Setting aside court and regulatory appeals, Pacific Gas and Electric Co. is marching ahead with plans to emerge from bankruptcy in the second quarter with a lower-rung investment-grade credit rating, executives assured financial analysts Thursday during a conference call on the parent company and utility earnings for 2003.
The California Public Utilities Commission’s and federal bankruptcy court’s separate approvals last December have created “momentum for 2004,” according to Robert Glynn, PG&E Corp. CEO, who cautioned that the “real work lies ahead” before the utility is fully back on its financial feet.
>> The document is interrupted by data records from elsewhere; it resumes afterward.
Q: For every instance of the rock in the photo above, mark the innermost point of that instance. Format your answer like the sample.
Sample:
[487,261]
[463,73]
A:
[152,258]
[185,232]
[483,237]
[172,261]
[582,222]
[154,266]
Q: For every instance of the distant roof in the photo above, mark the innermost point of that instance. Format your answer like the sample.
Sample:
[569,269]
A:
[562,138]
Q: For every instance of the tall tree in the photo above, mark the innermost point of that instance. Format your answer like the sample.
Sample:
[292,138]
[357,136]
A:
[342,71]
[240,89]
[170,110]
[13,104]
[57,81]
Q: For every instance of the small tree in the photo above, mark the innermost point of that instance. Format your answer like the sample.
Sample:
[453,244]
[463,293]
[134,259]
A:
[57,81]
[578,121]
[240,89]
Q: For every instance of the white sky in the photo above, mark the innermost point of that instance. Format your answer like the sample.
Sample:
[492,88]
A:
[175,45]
The pending appeals by two dissident CPUC commissioners in the courts and at the regulatory commission will not “significantly add to the cost of the financing” now being lined up by the utility because “the likelihood of those appeals succeeding is very small,” said Peter Darbee, PG&E CFO.
Several billions dollars of financing should be worked out by April, but a CPUC financing order and key state legislation to establish a dedicated rate component for the more than $2 billion regulatory asset part of the financing will need to be completed later in the second quarter, company officials said.
During the conference call, which was the shortest the company has hosted since its utility and merchant units’ financial woes started in 2001, PG&E officials indicated the company is actively asking for dismissals of the various challenges to the court and CPUC rulings concerning the utility. In addition, PG&E has asked that challenges be dropped to its keeping more than $700 million in federal income tax rebates tied to its former merchant energy unit, renamed National Electric and Gas Transmission (NEGT).
As of the end of 2003, the holding company had $361 million in tax benefits that must be set aside in a reserve among the corporation’s $1.04 billion of cash; another $400 million is set aside from the same benefits as part of the utility’s year-end $3.4 billion of cash, Darbee said.
Aside from cutting its financial and legal ties to NEGT, Glynn said the utility “continues to move forward as planned” on what he characterized as “a clear path to stability and increasing financial performance” through the upcoming emergence from Chapter 11.
PG&E’s utility has targeted April to complete its long-term debt sale, which it expects to be “the last condition” of the bankruptcy court-approved reorganization plan. The plan then calls for 11 business days to elapse before the emergence is official.